Filled with renewed hope, marchers head home
Supporters of public education and workers’ rights clambered back onto NYSUT buses about 4:30 on Saturday afternoon from RFK Stadium in Washington, D.C.
Time to go home. Time to lift weary feet from the pavement around the mall at the Lincoln Memorial and find a seat, rest up on the long ride home to Long Island, the Capital Region, to Buffalo and Rochester, and get ready for work or the unemployment lines on Monday, and ready for the Nov. 2 election.
Seth Cohen, former local president of the Troy Teachers Association, said the rally was part of history. “I’m hoping people will see it in the media and be energized that things are moving forward. Unity was a great message.” The Troy City School District has experienced tough times. Even though many were called back after layoffs this spring, 30 positions were still lost. Special education and the library took hits. Now only one librarian serves six elementary schools.
Cliff Brosnan, a member of the Saratoga-Adirondack BOCES Educators Association, said his local’s members have wondered why NYSUT endorses candidates. The rally, he said, showed him. “It’s not about telling people who to vote for. It’s educating them about where the candidates stand on our issues.”
Rick Mahlstedt, North Warren TA, a former Teamster, has been a teacher for 20 years.

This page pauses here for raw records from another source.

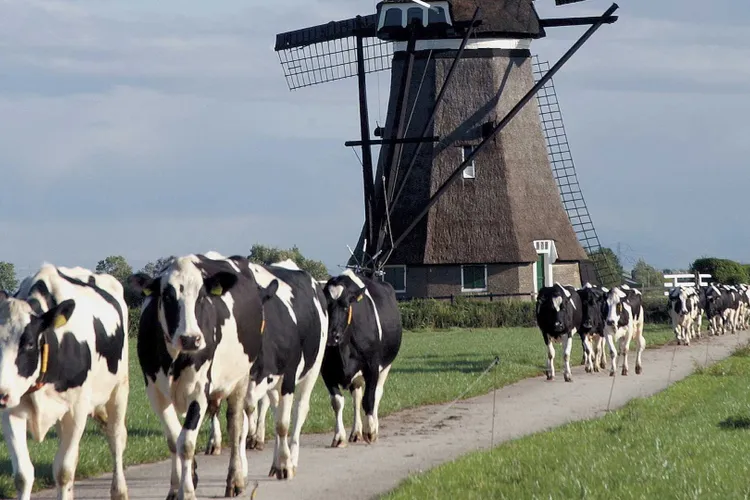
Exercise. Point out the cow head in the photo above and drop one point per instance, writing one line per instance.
(554, 309)
(186, 296)
(613, 308)
(342, 295)
(22, 346)
(591, 302)
(678, 299)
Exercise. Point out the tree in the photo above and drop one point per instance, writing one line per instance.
(118, 267)
(723, 271)
(263, 254)
(646, 275)
(8, 280)
(609, 266)
(153, 268)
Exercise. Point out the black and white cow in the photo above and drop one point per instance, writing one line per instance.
(720, 309)
(592, 327)
(559, 315)
(291, 354)
(63, 357)
(624, 317)
(199, 331)
(683, 310)
(364, 338)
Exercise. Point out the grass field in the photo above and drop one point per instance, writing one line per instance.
(689, 441)
(433, 367)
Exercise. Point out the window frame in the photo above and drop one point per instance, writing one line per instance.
(472, 166)
(403, 268)
(463, 281)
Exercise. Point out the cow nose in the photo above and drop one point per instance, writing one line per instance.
(190, 342)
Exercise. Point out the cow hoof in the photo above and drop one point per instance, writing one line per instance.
(234, 490)
(338, 442)
(212, 449)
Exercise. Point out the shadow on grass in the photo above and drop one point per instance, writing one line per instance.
(733, 423)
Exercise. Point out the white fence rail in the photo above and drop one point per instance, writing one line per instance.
(683, 280)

Despite his many years as unionist, he was still taken by the rousing support people showed for unions at today’s rally.
Activists gear up for Saturday's march
Some are leaving at 11 p.m. tonight - NYSUT members and supporters from the western part of the state who will be boarding buses in the dark from Buffalo and Rochester to begin the pilgrimage to Washington, D.C., for the Oct. 2 One Nation March. Activists from the Capital Region are leaving at midnight. Others are leaving at 5 a.m. sharp from points on Long Island or Westchester County.
"I feel like it's important at this time that the voice of labor, that's been discredited and been getting kicked on, is heard," said Steve Reich, who will be on the road at 3:45 a.m. Saturday to catch his 5 a.m. bus, along with his 14-year old son. "We should be able to provide health care and a decent education."
Reich, a social studies teacher and track coach, is president of the Valhalla Teachers Association.
"I'm really excited about this," said Jeanne Claire Cotnoir, social studies teacher and president of the Briarcliff Teachers Association. "This is my chance."
"I agree with the values and principles that I read from One Nation. We have to stop pointing fingers."
The One Nation March will feature human rights and civil rights leaders, labor leaders, environmental and peace activists, faith leaders, celebrities and sports figures all marching together to help Put America Back to Work and to Pull America Back Together.
Cotnoir said with NYSUT organizing buses and sending members from all over the state "It's such solidarity." She read about the march on a flier at the NYSUT Leadership Conference this past summer.
"I'm thrilled that there's been a lot of discussion and NYSUT is actively participating. It's putting your money where your mouth is. It sets an example," Cotnoir said.
"I want to have our voices heard. I really just want to help," said Elena Van Lare, president of the Brockport Teachers Association. She is getting on the bus with her husband, Joshua, a teacher from Rush-Henrietta Educators Association, and two children. The four of them traveled across the country earlier this year to attend the AFT convention in Seattle.
"We just want to have adventurous learning experiences all the time," she said.
Carla McLaud, president of the Pine Bush Teachers Association in Orange County, will be boarding a bus from Monroe-Woodbury High School at 5 a.m. with colleagues.
"One of the main reasons I'm going is in support of public education and jobs," she said, noting her district has lost 50 jobs. "It's really a critical situation. We need to do something to strengthen the economy."
Physical education classes at her school are now up to 50 students. Social workers and psychologists have been cut.
"I'm pretty proud of people coming from my local," McLaud said. "It's not just leadership. People came up to me and said they want to go."
"I do feel it's important for us to go. This is a unifying thing," said Kathy Southerton from Stony Brook Health Science Center, president of that local chapter of United University Professions. "We want to move the nation forward, not be divisive. We need to put some contrast out there."
Southerton also knows enough to pack a lunch and bottled water.
"I was at the inauguration a year and a half ago and we couldn't move! It was hard to come by food," Southerton said.
She said the One Nation March is the same day as the last day of UUP's Delegate Assembly in Buffalo, yet some members are going to fly from Buffalo to Baltimore and then head to the rally.